Zoom is the most popular application teleconference, especially at a time when a large percentage of people around the world are sitting at home because of their pandemic Coronavirus, can turn into a nightmare when it comes to safety and protecting users' personal data. According to one report BleepingComputer, a bug was recently discovered in application Zoom, which can allow hackers to steal Windows passwords from users. This is related to the way Zoom's conversations handle links, as the app converts Windows UNC (Universal Naming Convention) routes to left-wing, on which users can "click". If a user clicks on such a link, Windows will leak the username and password they set to Windows. The password has been "hacked". However, in many cases it is easy to reveal the password using password recovery tools such as Hashcat.
The Zoom error was first detected by security researcher @ _g0dmode and confirmed by security researcher Matthew Hickey. In addition, Hickey pointed out that this vulnerability could be used for startups programs on the victim computer when he "clicks" on a link, although Windows will (optionally) give at least one security warning before the program starts. As for security vulnerabilities, this is very bad, as it does not require much knowledge to be exploited by hackers. The victim just needs to "click" on a link and this can be mitigated by matching the Windows security settings, but it is definitely something that Zoom needs to fix by changing the way the platform chat handles the UNC links.

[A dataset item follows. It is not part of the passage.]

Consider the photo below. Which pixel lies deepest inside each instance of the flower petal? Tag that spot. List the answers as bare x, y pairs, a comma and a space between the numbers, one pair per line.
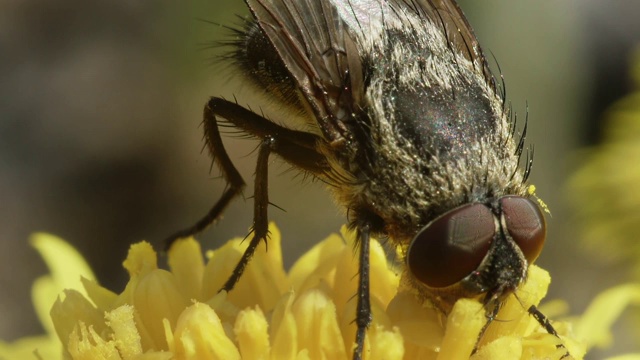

In the meantime, for a quick fix, go to Computer Settings -> Windows Settings -> Security Settings -> Local Policies -> Security Options -> Network Security: NTLM Restriction: Outgoing NTLM Motion to Servers and Setup ".
However, this is not the only issue that has been identified in the last two weeks regarding the privacy and security of users who use the Zoom application. Intercept said Zoom doesn't actually use end-to-end encrypted connection for its calls, though it claims to do so. The issue of message leakage is also raised e-mail and photos of users in unconnected places while still applying iOS of the company recently sent data on Facebook for no apparent reason. Zoom also has some controversial functions confidentiality and although this is not a mistake of Zoom, it is worth noting that hackers take advantage of the popularity of the application to deceive them users motivating them to download malware.